J.F.B: "Quando ero giovane, come dicevo, scrivevo in modo tradizionale e vedevo che tutti scrivevano così. Arrivavo dalla guerra d'Algeria e la Francia mi sembrava un paese strano, molto vecchio, arcaico. Nella guerra accadevano cose strane con le informazioni: ai soldati venivano dette delle cose, ma si faceva il contrario; questo era molto strano per me; capivo che il linguaggio nascondeva qualche cosa di distante dalla realtà. Sono cose che oggi si capiscono, ma allora, quando avevo vent' anni, era molto difficile comprendere che quella guerra coloniale era una finzione del governo francese per mettere la mano sul petrolio dell'Algeria. Quando scrivevo mi sembrava di scrivere un ‘discorso dello schiavo' e non volevo. Allora decisi di esprimermi in un altro modo. Un giorno fui invitato da alcune persone a Fiumalbo, un posto che si trova sugli Appennini con Adriano Spatola e là ho incontrato molta gente che mescolava la pittura ai poemi. Tra questi Eugenio Miccini e Adriano Spatola. Così ho cominciato prima a fare dei collages a due dimensioni con delle lettere, poemi che ricordavano le "parole in libertà" futuriste; poi, a poco a poco, sono arrivato ad espressioni più efficaci, negli anni '70, '80, quando ho iniziato a fare dei poemi in tre dimensioni, delle sorte di sculture".
Cambiando discorso, come è nata la collaborazione con Giovanni Orsini, responsabile dell'evento?
J.F.B: "Mi ricordo che ci siamo visti a Parigi, dove ci siamo parlati. In seguito ci siamo rivisti diverse volte: insieme, abbiamo realizzato le ‘cravatte-oggetto', create dal ricamificio di Orsini: suo figlio Jacopo che se n'è occupato è stato magnifico; tutto è stato fatto esattamente come desideravo.
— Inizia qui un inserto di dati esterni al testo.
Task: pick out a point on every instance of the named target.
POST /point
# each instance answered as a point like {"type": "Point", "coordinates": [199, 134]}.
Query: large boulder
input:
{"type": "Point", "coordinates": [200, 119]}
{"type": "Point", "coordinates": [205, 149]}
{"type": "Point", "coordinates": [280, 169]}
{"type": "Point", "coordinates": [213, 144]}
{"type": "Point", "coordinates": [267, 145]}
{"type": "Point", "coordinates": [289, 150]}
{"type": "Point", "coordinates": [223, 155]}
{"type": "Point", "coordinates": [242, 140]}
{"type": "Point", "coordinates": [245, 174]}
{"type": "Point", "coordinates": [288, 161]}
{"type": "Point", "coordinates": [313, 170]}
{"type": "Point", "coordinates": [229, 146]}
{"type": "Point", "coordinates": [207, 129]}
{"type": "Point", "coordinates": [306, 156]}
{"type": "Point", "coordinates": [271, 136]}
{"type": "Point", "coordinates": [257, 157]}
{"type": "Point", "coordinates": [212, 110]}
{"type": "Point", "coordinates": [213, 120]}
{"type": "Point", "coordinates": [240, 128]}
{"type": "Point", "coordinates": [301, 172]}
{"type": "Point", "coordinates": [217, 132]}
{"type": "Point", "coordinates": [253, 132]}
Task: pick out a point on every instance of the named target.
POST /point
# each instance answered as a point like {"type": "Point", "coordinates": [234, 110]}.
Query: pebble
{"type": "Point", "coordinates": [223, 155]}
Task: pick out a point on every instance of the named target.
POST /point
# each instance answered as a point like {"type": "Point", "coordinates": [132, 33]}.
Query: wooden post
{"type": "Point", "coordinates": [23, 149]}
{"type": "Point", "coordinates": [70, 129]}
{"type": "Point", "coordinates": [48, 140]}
Poi ci siamo visti da un altro collezionista, Berardelli, a Brescia. È stata in quella occasione che abbiamo deciso che sarei venuto qui a fare queste opere. Quello che è interessante, in questa collezione, è che un industriale faccia fare delle opere in collaborazione con la sua industria; sono rare le persone che fanno questo, ce ne son state nel '900 e nell' '800. In questo modo l'arte rappresenta qualcosa che succede nell'industria; quindi son stato contento di questa iniziativa".
Ci può dare qualche informazione sulla performance di Villa Buttafava?
J.F.B: "L'idea è che ci possa essere un'icona suprema e l'icona suprema è la forma del libro, il dio del linguaggio, il dio arcaico del linguaggio; realizzo una tela, direttamente davanti al pubblico, con una rappresentazione di libri. Di solito non faccio performance; ci sono molti artisti, poeti visivi che fanno delle performance con la voce, ma io preferisco di no.
Poi si vedrà, non si sa ma (…) chissà, magari, per l'inquietudine, potrei scappare".